Malattie Croniche e Sistema PNEI

Malattie Croniche e Sistema P.N.E.I.

 

È noto che il sistema complesso Psico-Neuro-Endocrino-Immunitario (P.N.E.I.), unica e vera “forza vitale” di ciascun individuo, è in grado di:

 

  • Mantenere l’integrità e l’unità della Persona (costituita da spirito e corpo) per tutta la durata della vita terrena (stimata in 140-150 anni, e la popolazione Hunza dell’Hymalaya ne è una dimostrazione vivente!);
  • Consentire il corretto funzionamento di tutti gli organi e apparati che compongono il corpo umano;
  • Riconoscere e distinguere le componenti proprie da quelle estranee;
  • Eseguire una continua manutenzione dei vari organi e apparati;
  • Riparare i danni che subisce l’organismo dalle aggressioni che provengono sia dall’esterno che dal suo interno (mediante le cellule staminali e quelle immunitarie, attivate dal processo della ri-programmazione cellulare studiato da Gurdon e Yamanaka)

 

Quando, però, anche uno solo dei quattro sotto-sistemi che compongono il sistema complesso PNEI non funziona più bene si generano le malattie.

Il percorso generativo delle diverse malattie croniche (immuno-mediato) è il seguente:

 

  1. innesco ad opera di un agente patogeno;
  2. malattia primaria acuta (reazione del sistema immunitario);
  3. fase di latenza (caratterizzata da disturbi funzionali) indotta dalla perturbazione del sistema P.N.E.I.;
  4. malattia secondaria cronica (risultato della disfunzione del sistema P.N.E.I.);

 

Il supporto biomolecolare-immunitario che è alla base del percorso patogenetico delle diverse malattie croniche è sintetizzato nel modo seguente:

 

  • Esiste una certa somiglianza tra proteine di agenti patogeni e proteine umane;
  • Questa somiglianza, conosciuta come “mimetismo molecolare”, è stata evidenziata dalla analisi delle omologie di sequenza (ambito di ricerca al quale mi sto dedicando dal 2008);
  • Anticorpi specifici (soprattutto IgG) prodotti contro proteine di agenti patogeni possono “disturbare” le diverse proteine umane (recettori cellulari, enzimi, ormoni, strutture sub-cellulari, molecole di adesione, proteine istoniche, proteine “sentinella”, ecc.) a seconda della loro omologia di sequenza;
  • Il “disturbo” continuo e crescente provoca nel tempo dapprima i cosiddetti “disturbi funzionali” e in seguito porta al danno vero e proprio degli organi disturbati e quindi alla malattia cronica conclamata.

 

Nell’ambito del sistema complesso PNEI, il sistema immunitario rappresenta il “braccio operativo” dell’intera catena: esso riceve i segnali disfunzionali provenienti dai sistemi psico-neuro-endocrino e li traduce in azioni biologiche dannose. Pertanto esso riveste un ruolo molto importante in questo percorso perché, quando è stato reso disfunzionale per effetto di una lunga serie di azioni e comportamenti sbagliati (interferenze durante l’evoluzione gestazionale e durante il travaglio-parto-nascita, scarso allattamento al seno, vaccinazioni, uso non sempre appropriato di farmaci, interventi chirurgici, stili di vita scorretti, stati mentali negativi, inquinanti ambientali, ecc.), reagisce in maniera irregolare e disordinata agli attacchi da parte dei vari agenti patogeni.
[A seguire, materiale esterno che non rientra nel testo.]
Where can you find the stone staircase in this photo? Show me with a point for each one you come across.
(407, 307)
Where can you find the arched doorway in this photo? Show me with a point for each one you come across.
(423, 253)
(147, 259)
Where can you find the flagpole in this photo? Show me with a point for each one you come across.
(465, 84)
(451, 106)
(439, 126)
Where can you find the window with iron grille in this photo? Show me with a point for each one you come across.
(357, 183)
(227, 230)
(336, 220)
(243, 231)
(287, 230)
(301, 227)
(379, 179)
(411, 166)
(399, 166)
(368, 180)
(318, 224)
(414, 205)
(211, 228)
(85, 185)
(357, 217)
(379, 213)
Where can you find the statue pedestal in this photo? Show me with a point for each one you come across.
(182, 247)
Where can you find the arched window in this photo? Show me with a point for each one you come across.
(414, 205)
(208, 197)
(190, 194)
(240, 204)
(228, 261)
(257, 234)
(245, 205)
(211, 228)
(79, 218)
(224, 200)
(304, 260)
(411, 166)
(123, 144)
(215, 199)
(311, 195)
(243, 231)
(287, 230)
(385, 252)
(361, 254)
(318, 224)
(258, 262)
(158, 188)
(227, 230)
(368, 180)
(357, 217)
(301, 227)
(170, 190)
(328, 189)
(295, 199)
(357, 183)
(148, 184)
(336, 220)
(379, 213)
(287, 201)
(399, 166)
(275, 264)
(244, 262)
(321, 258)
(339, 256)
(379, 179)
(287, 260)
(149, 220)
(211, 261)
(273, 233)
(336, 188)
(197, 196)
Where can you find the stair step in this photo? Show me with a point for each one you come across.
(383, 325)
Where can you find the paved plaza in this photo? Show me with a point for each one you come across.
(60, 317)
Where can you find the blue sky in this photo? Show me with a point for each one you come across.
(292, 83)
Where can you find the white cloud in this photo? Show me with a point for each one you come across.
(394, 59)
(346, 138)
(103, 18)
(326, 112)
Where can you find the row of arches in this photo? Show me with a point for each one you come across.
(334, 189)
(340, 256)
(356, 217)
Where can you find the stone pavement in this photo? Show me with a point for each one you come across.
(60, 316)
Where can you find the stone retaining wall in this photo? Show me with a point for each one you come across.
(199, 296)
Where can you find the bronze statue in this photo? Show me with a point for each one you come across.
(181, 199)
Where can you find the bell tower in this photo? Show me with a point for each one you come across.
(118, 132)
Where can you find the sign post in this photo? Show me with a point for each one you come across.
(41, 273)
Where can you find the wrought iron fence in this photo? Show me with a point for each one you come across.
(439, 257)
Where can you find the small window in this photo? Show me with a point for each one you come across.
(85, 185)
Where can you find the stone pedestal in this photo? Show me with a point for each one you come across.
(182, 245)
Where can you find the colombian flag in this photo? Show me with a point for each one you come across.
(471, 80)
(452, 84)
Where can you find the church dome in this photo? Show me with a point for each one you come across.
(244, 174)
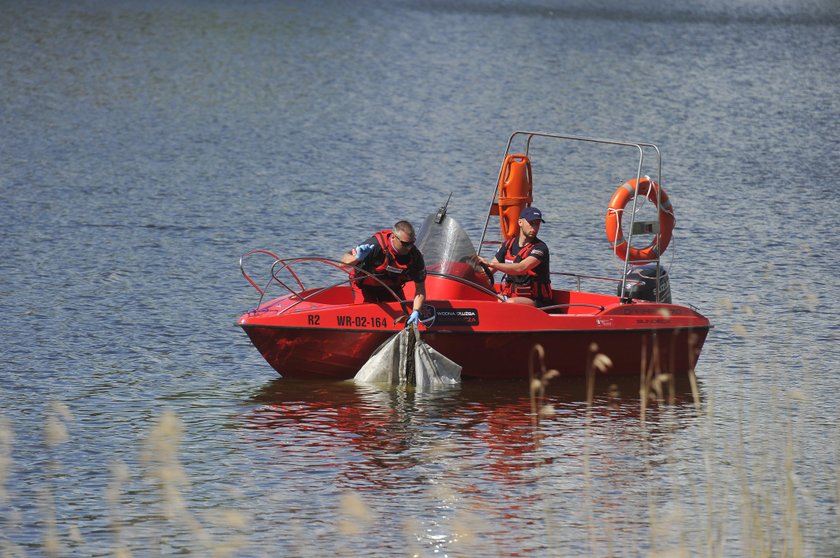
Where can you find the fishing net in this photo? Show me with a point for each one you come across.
(405, 359)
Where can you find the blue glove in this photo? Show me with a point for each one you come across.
(362, 251)
(414, 319)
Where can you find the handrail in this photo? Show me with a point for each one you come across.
(287, 263)
(569, 305)
(578, 277)
(467, 282)
(639, 146)
(242, 266)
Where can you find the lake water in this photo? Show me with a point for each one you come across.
(147, 145)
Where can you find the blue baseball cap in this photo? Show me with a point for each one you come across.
(531, 214)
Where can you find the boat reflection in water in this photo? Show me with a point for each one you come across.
(373, 438)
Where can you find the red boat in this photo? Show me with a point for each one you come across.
(320, 332)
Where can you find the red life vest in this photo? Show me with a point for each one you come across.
(530, 285)
(390, 271)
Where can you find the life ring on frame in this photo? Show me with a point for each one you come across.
(625, 193)
(515, 192)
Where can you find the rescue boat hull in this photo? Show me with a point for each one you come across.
(338, 354)
(487, 338)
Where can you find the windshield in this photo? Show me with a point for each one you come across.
(447, 249)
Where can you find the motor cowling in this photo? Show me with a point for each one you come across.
(641, 283)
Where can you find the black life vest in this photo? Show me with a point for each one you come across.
(529, 285)
(390, 271)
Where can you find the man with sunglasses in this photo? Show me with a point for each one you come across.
(394, 259)
(524, 260)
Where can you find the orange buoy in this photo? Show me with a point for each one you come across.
(515, 192)
(625, 193)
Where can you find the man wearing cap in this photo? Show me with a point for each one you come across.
(524, 261)
(394, 259)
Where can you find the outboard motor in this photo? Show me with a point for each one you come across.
(641, 284)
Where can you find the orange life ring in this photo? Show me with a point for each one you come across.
(625, 193)
(515, 192)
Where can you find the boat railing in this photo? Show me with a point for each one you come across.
(640, 147)
(280, 265)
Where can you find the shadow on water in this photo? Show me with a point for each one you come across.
(490, 424)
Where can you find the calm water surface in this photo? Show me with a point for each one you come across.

Uno dei modi con cui si manifesta la disfunzione del sistema immunitario è quella di continuare a produrre anticorpi IgG anche quando l’attacco degli agenti patogeni è cessato, come se persistesse lo stimolo antigenico.

Per il fenomeno biologico del “mimetismo molecolare” si è visto che le proteine degli agenti patogeni biologici hanno omologie di sequenza con le proteine umane. Per questo motivo accade che le IgG, prodotte dai linfociti in risposta allo stimolo operato dai diversi agenti patogeni, vadano a “disturbare” anche quelle proteine umane con le quali possiedono anche parziali omologie di sequenza.

Questo fenomeno di immuno-mediazione è correlato al sistema HLA, per cui, ad esempio, se è presente l’aplotipo DQ2 o DQ8 l’azione disturbante di questi anticorpi sugli enterociti viene facilitata e consente la alterazione della selettività della mucosa intestinale con conseguente passaggio delle proteine del glutine dal lume intestinale nella sottomucosa, innescando la successiva reazione infiammatoria del tessuto linfoide associato alla mucosa e la manifestazione del malattia celiaca.